Haydn, Joseph

Philemon & Baucis

Jupiters Reise auf die Erde

Rubrik: CDs
Verlag/Label: Profil/Edition Günther Hänssler PH09038
erschienen in: das Orchester 01/2010 , Seite 75

Auch wenn die Opern Joseph Haydns bis heute immer noch im Schatten der Instrumentalwerke und Oratorien stehen, sind sie wenigstens für die Nachwelt erhalten geblieben. Anders verhält es sich mit den Marionettenopern, die weitestgehend verschollen oder nur fragmentarisch überliefert sind. Ein Grund hierfür mag sein, dass Fürst und Komponist den Werken eine weniger große Bedeutung zuerkannten. Zumindest kann man feststellen, dass die überlieferten Arien tendenziell weniger kunstvoll gearbeitet und in der Faktur einfacher gestaltet sind, was sie aber nicht weniger musikalisch reizvoll macht.
Die Salzburger Hofmusik unter der Leitung von Wolfgang Brunner hat nun das Fragment zum Marionettenspiel “Philemon und Baucis” mit dem dazugehörigen Vorspiel Der Götterrat neu eingespielt. Die Instrumentalstücke wie die Sinfonia und die das Marionettenspiel Philemon und Baucis eröffnende Ouvertüre sind Beispiele dafür, wie Haydn seine sinfonische Musik und Theatermusik auf die Puppenoper übertrug. Die musikalische Verwandtschaft zu manchen seiner Sturm-und-Drang-Sinfonien ist unüberhörbar. Ebenso ausdrucksstark erklingt eine Gewittermusik, wie diese schon in der Barockoper Verwendung fand. Die Salzburger Hofmusik zeigt gerade hier ihre interpretatorischen Qualitäten: Sie entfacht einen musikalischen Sturm, akzentuiert scharf und kostet die musikalische Tondichtung energetisch aus. Ihr geht es nicht um das – in diesem Falle sicherlich vergebliche – Vorführen feingeistiger oder hintersinnig ironischer Formprozesse; die Konzentration liegt ganz und gar in der effektvollen Lautmalerei und im kontrastreichen Spiel zwischen dramatischen Impulsen und lyrischen Momenten.

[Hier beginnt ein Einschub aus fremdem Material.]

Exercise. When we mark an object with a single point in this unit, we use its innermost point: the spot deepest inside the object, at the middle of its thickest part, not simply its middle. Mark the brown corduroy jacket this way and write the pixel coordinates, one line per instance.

Und in dieser Form birgt die Musik einige Qualitäten in sich.
Weniger überzeugend sind hingegen die vokalen Abschnitte: Während die zwei Chorstücke ambitioniert ausgeführt werden, ist ein Großteil der Arien eher spannungsarm. Es zeigt sich, wie schwierig es ist, die singspielartige Einfachheit musikalisch interessant zu gestalten. Das hängt manchmal auch mit den Solisten zusammen. Gerade der scharfe Mezzosopran von Nathalie-Maria Vinzent, der sehr eindimensional geführt ist, fällt hier besonders ins Gewicht. Die anderen Solisten, wobei Ulrike Hofbauer namentlich hervorzuheben ist, die es trotz des geringen musikalischen Materials bestens versteht, der Rolle einen Charakter zu verleihen, schneiden weit besser ab. Dennoch: Im Gegensatz zu den Instrumentalteilen wirkt die Wiedergabe ein wenig blutlos. Und wenn sich dann noch einige kleine Unsauberkeiten einschleichen, dann belegt dies zusammengenommen, dass die Musiker die Marionettenoper Haydns anscheinend nicht ganz ernst genommen haben. Schade, denn das Potenzial haben sie.